Hacker News new | ask | show | jobs
by strzzz 2329 days ago
I'm surprised that someone is having problem sending email to gmail from their own smtp server. I am doing this for years with tens of thousands emails delivered every week (sometimes daily), yet had no issues. Here are few advises:

- ensure your external IP reputation is good. Check blacklists.

- configure correct dns/reverse dns (PTR) records.

- setup SPF (maybe DKIM with DMARC but I'm not using these)

- do not spam.

Thats it.

1 comments

If only it were that easy! This usually isn’t enough anymore.

First off, you don’t really have control over your external IP reputation, unless you have your own IP space, which most people don’t.

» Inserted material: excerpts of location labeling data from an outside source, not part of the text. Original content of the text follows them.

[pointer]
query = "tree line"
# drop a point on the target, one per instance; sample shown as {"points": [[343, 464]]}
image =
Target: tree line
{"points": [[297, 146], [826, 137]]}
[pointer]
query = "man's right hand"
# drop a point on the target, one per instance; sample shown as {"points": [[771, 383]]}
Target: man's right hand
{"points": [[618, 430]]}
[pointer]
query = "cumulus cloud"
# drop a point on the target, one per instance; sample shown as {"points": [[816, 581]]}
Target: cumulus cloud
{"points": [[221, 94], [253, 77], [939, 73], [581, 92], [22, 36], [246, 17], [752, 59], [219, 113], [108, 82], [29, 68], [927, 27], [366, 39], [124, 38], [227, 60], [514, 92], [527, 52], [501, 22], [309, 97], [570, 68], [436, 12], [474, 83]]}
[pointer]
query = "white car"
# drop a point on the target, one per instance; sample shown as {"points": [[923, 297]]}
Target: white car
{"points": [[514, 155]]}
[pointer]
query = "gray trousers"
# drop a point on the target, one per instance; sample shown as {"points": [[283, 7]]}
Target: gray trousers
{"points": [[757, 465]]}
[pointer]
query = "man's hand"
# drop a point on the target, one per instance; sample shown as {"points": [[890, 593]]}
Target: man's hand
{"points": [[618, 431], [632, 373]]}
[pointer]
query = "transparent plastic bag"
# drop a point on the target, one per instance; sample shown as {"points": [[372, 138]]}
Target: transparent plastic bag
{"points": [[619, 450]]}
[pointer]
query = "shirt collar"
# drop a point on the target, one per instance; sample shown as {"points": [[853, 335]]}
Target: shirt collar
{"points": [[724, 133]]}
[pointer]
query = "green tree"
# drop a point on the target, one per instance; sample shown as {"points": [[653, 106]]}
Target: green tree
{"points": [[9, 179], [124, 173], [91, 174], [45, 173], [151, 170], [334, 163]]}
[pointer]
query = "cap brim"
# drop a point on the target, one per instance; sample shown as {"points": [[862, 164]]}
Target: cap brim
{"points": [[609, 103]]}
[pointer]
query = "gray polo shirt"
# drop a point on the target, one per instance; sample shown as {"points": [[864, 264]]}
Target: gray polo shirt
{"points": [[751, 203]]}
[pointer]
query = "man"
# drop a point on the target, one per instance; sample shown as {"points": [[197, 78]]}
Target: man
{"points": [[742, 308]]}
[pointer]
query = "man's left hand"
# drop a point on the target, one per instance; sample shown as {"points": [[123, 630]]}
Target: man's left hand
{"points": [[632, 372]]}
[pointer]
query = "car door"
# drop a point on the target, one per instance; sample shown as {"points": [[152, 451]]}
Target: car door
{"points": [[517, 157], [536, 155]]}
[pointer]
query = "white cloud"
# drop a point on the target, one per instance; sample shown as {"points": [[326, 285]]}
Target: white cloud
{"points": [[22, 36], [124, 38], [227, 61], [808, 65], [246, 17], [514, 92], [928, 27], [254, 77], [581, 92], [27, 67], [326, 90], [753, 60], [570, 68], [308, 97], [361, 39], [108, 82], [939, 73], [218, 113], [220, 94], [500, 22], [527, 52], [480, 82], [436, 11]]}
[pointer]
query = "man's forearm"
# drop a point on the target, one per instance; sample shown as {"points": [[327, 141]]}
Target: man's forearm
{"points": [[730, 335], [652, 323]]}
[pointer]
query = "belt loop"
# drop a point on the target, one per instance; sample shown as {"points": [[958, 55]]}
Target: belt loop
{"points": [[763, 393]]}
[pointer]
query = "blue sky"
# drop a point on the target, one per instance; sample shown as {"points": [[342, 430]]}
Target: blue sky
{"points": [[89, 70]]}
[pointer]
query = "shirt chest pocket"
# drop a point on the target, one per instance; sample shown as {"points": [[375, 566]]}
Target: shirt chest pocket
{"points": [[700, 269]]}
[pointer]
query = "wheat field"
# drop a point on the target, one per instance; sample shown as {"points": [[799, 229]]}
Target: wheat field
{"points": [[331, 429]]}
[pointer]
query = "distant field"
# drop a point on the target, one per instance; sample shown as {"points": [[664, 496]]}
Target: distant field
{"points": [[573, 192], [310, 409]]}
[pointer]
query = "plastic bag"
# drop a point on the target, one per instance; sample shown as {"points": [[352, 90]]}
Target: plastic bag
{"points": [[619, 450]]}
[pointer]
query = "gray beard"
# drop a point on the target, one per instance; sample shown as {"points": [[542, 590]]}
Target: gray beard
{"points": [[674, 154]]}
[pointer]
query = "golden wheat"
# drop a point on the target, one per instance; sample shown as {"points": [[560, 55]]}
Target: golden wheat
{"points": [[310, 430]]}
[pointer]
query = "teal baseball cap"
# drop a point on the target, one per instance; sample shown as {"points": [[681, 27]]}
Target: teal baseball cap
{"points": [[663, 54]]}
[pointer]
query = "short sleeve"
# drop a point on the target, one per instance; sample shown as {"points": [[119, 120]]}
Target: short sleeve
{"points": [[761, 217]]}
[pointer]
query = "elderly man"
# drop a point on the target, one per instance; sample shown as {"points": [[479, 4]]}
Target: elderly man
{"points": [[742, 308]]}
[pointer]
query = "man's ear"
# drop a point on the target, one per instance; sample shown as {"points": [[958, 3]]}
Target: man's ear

You’re at the mercy of your colo/hosting, really. You get whatever IP they give you, baggage included. I think the reputation is also subnet-based, not IP based, so your potential to be included in someone else’s blast radius is increased.

Also, even with a clean IP, the steps you outlined are not sufficient to send significant numbers of non-spam messages and not get spamboxed. Gmail seems to be mostly okay with erring on the side of false positives.

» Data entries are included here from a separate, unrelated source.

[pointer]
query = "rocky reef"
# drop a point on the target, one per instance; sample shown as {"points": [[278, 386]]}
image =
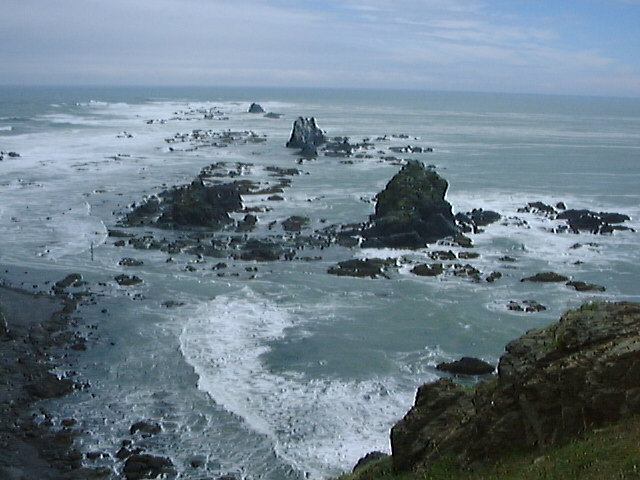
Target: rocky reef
{"points": [[411, 211], [552, 385]]}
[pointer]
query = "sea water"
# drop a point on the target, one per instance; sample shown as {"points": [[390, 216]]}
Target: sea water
{"points": [[287, 371]]}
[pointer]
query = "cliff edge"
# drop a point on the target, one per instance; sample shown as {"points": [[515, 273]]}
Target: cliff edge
{"points": [[552, 385]]}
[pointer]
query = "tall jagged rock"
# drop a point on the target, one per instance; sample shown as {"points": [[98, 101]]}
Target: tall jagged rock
{"points": [[411, 211], [306, 135], [552, 385]]}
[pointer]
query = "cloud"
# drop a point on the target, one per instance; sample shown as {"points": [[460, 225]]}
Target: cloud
{"points": [[376, 43]]}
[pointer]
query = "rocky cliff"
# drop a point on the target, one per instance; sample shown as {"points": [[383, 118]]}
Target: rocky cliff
{"points": [[552, 385]]}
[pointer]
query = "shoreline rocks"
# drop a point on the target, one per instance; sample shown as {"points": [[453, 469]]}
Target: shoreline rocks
{"points": [[306, 136], [411, 211], [552, 385]]}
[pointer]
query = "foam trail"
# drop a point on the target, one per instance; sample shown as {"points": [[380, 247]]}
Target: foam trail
{"points": [[319, 425]]}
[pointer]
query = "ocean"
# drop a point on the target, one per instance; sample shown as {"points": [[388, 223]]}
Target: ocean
{"points": [[276, 369]]}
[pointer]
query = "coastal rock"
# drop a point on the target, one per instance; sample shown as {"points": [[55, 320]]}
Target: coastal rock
{"points": [[130, 262], [553, 384], [368, 458], [476, 218], [50, 386], [140, 466], [370, 267], [295, 223], [585, 287], [256, 108], [145, 427], [411, 211], [529, 306], [428, 270], [546, 277], [467, 366], [195, 205], [127, 281], [579, 220], [306, 135]]}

Source: been running my own email servers for 25 years

then how do the email services , who post massive amounts of emails and many of them are spam manage to get through? do they have some kind of deliverability deals with gmail?

(btw my mails also seem to get through and i haven't even set up DKIM)

Short story, yes, they do.

Plenty of people report that there is a minimum amount of email you have to send so that you can contact gmail and ask them to unlock you. They, of course have a set of rules you have to follow.

But you won't get them to receive your email if you just send some 3 messages a week.